Don't recall "8 turned side ways" equaling 8366029884 miles. Plus it is still making its journey, go! go! Voyager 1.
posted by thomcatspike at 2:33 PM on November 5, 2003


Johnny -- I was being flip, but that's actually very interesting, thanks. I think I'm gonna go turn on the tap and make a solar system!
posted by nickmark at 3:01 PM on November 5, 2003


Bentpenguin -- Are you CKW over on slashdot, or did you just copy his/her post?
posted by crawl at 4:02 PM on November 5, 2003


Return to the creator? Pah! Everybody knows that was Voyager 6. You know, NASA had better pull their finger out and build a few more, or we're gonna have one seriously messed-up space-time continuum pretty soon...

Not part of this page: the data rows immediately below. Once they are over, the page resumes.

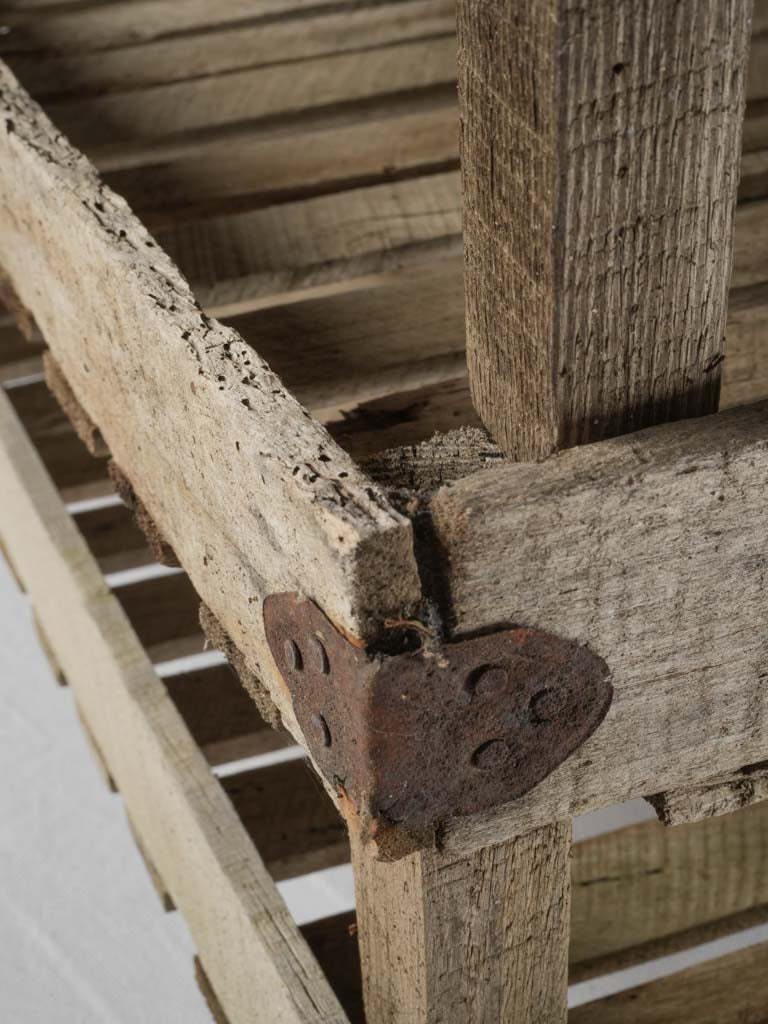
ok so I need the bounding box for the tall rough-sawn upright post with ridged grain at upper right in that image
[459,0,751,459]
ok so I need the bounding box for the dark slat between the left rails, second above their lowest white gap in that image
[163,665,289,765]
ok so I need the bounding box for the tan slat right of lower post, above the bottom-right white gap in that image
[570,805,768,981]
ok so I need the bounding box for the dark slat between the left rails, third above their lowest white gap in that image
[115,572,204,662]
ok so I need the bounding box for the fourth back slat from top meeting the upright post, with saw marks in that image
[157,172,462,312]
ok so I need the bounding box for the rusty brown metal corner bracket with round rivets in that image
[264,594,612,835]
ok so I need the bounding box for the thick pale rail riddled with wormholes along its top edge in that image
[0,64,421,757]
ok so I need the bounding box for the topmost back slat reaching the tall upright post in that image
[6,0,456,99]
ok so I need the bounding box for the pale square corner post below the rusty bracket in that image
[352,822,570,1024]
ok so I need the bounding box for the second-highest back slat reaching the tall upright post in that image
[45,36,456,154]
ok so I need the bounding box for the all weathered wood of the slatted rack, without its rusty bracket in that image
[0,0,768,1024]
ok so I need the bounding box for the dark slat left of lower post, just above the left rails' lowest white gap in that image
[221,761,349,882]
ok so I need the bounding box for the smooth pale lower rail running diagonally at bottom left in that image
[0,385,345,1024]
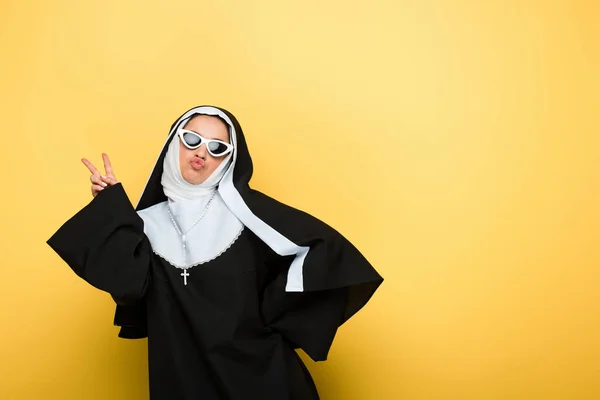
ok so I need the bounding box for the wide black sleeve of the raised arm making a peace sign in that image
[47,184,152,304]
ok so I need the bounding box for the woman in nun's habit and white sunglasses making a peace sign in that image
[48,106,383,400]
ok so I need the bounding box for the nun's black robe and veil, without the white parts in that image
[48,109,383,400]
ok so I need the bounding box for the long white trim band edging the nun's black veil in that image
[140,107,310,292]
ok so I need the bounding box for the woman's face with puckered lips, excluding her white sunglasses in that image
[179,115,229,185]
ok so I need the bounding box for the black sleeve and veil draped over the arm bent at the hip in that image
[254,193,383,361]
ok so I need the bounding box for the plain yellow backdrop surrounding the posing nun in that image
[0,0,600,400]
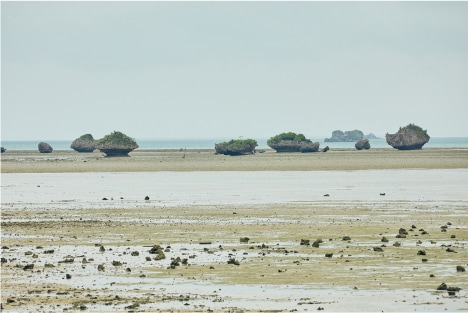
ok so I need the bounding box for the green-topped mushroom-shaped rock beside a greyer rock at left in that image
[96,131,138,157]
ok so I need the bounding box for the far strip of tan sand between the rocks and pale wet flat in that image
[1,148,468,173]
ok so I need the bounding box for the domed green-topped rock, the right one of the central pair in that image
[267,132,320,152]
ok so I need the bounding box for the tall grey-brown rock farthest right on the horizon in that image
[385,124,431,150]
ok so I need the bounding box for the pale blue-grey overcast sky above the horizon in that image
[1,1,468,140]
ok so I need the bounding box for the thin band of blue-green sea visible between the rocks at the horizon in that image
[1,137,468,150]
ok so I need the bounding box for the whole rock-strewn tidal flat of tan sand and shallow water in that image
[1,149,468,312]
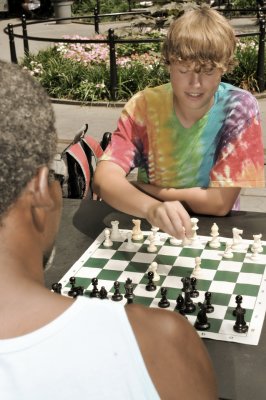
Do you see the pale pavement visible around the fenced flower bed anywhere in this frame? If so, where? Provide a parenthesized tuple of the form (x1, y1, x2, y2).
(0, 13, 266, 212)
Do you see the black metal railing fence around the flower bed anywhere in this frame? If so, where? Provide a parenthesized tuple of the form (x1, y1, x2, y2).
(4, 7, 266, 101)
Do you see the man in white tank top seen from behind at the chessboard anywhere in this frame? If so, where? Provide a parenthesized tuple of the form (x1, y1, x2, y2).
(0, 61, 217, 400)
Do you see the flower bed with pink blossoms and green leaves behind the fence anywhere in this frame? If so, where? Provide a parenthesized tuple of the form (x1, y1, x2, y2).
(22, 35, 258, 101)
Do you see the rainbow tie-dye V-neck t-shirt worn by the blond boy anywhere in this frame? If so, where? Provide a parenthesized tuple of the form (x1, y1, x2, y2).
(101, 83, 264, 188)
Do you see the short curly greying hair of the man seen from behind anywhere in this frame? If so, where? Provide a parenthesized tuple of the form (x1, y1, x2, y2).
(0, 61, 56, 220)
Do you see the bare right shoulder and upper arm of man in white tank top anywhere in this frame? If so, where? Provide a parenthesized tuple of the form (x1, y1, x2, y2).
(126, 304, 217, 400)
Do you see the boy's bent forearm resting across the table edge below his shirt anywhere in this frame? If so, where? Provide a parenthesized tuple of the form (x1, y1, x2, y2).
(135, 182, 240, 216)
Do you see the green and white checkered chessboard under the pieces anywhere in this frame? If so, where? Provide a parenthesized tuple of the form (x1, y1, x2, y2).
(60, 229, 266, 345)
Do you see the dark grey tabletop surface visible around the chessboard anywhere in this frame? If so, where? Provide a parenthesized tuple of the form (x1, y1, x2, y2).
(46, 199, 266, 400)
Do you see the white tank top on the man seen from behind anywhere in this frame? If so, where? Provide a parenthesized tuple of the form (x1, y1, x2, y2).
(0, 297, 159, 400)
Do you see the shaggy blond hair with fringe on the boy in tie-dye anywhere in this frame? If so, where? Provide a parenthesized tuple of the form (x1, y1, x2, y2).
(162, 4, 236, 72)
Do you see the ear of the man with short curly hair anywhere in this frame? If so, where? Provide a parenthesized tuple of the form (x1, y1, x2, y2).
(28, 166, 54, 208)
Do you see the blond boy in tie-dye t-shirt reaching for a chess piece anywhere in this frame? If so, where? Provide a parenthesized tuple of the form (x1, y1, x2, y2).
(94, 5, 264, 237)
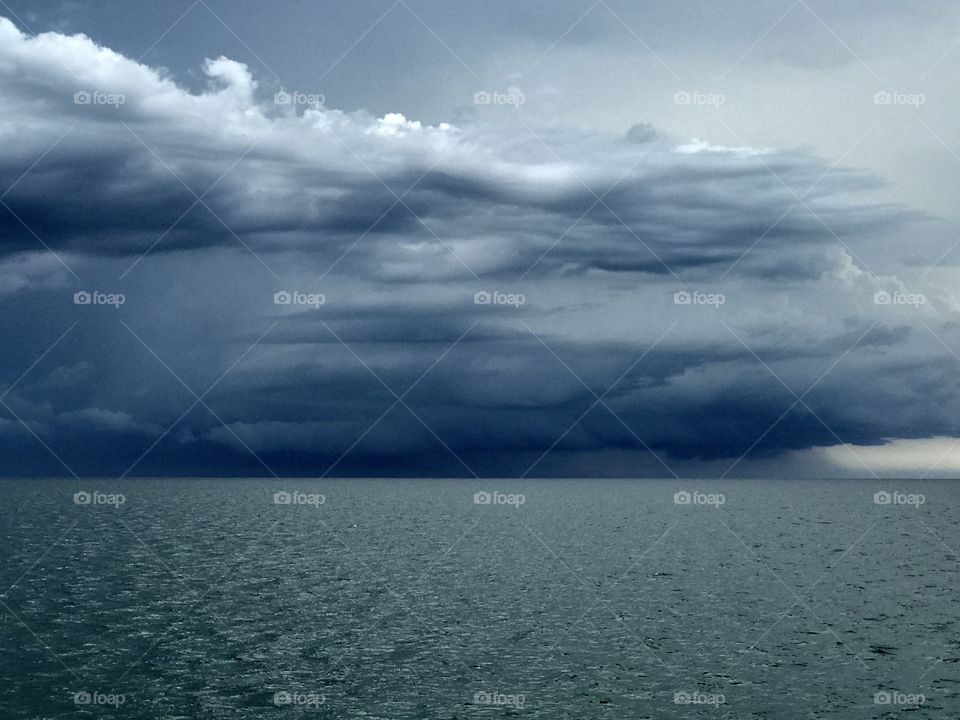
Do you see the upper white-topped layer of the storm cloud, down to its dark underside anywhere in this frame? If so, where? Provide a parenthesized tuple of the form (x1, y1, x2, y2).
(0, 18, 904, 279)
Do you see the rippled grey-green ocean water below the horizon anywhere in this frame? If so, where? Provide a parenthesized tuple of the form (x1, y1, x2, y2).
(0, 479, 960, 720)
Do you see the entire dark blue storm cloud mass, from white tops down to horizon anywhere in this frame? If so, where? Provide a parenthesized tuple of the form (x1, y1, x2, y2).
(0, 14, 960, 475)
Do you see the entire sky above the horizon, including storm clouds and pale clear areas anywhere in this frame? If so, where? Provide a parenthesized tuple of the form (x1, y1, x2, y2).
(0, 0, 960, 478)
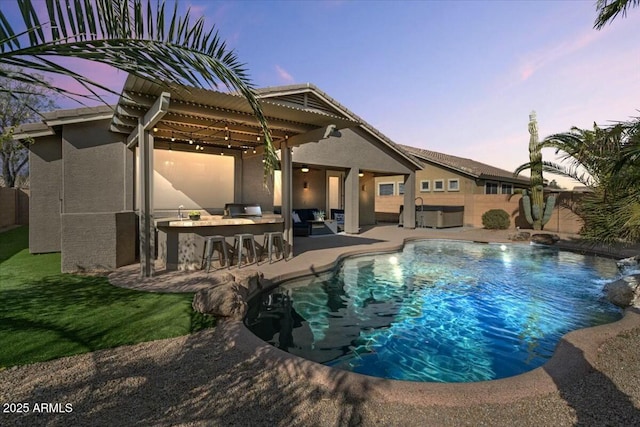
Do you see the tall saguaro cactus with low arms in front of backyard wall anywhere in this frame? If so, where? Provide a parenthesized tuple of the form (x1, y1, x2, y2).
(522, 111, 556, 230)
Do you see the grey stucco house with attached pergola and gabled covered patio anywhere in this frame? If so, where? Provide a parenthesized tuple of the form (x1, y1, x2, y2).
(15, 76, 421, 276)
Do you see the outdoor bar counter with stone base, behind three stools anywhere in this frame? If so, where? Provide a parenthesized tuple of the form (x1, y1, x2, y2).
(156, 214, 284, 270)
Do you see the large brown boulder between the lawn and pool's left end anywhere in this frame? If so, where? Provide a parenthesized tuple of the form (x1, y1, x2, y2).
(191, 282, 249, 320)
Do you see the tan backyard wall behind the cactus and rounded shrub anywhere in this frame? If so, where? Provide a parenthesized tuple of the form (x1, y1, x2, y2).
(376, 191, 582, 234)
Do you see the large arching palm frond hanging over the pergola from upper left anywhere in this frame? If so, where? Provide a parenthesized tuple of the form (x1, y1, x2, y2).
(0, 0, 277, 172)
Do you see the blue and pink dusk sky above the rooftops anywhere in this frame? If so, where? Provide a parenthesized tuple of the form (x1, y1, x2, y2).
(5, 0, 640, 187)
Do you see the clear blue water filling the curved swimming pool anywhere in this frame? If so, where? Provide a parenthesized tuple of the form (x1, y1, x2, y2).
(246, 240, 621, 382)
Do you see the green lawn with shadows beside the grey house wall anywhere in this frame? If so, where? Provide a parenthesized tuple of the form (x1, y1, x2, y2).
(0, 227, 215, 369)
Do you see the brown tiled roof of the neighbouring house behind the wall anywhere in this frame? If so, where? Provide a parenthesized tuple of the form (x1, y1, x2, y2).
(401, 145, 529, 185)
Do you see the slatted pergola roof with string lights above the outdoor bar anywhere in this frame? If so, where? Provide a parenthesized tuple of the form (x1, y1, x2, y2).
(110, 75, 359, 150)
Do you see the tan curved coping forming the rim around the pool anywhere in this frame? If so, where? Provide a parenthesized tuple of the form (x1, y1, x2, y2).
(230, 237, 640, 406)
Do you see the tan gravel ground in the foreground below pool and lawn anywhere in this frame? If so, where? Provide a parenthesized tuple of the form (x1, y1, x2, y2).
(0, 326, 640, 426)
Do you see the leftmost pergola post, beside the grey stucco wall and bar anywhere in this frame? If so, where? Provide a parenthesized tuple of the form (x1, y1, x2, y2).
(138, 120, 155, 277)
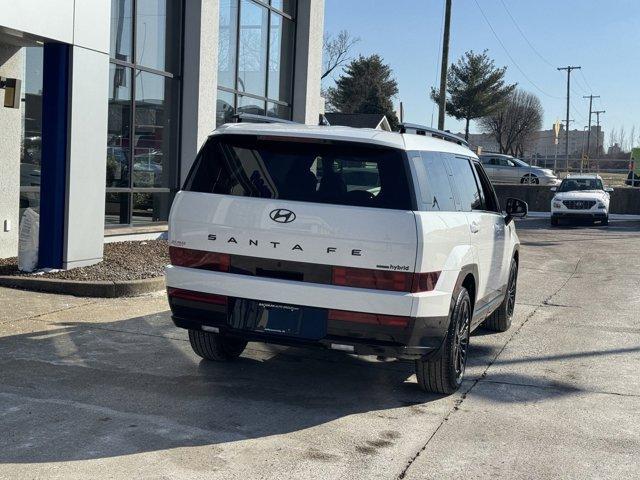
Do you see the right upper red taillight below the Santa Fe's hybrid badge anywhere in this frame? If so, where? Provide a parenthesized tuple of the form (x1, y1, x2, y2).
(331, 267, 440, 293)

(No, not a Trekker, honest. No, really.)
posted by kaemaril at 4:52 PM on November 5, 2003


[this is good excellent]

the probe would be 1.5 mm away.
My head hurts just thinking about this.
posted by dg at 10:03 PM on November 5, 2003


What a pity the word "awesome" has been so overly used in recent times, for here are some things worthy of the word. The distance Voyager has traveled and the achievement of getting it there, and the relative closeness compared to interstellar distance. And yes, the post. AWESOME.
posted by Goofyy at 10:57 PM on November 5, 2003


[this is tasty!]

Thanks for a well-constructed and interesting fpp!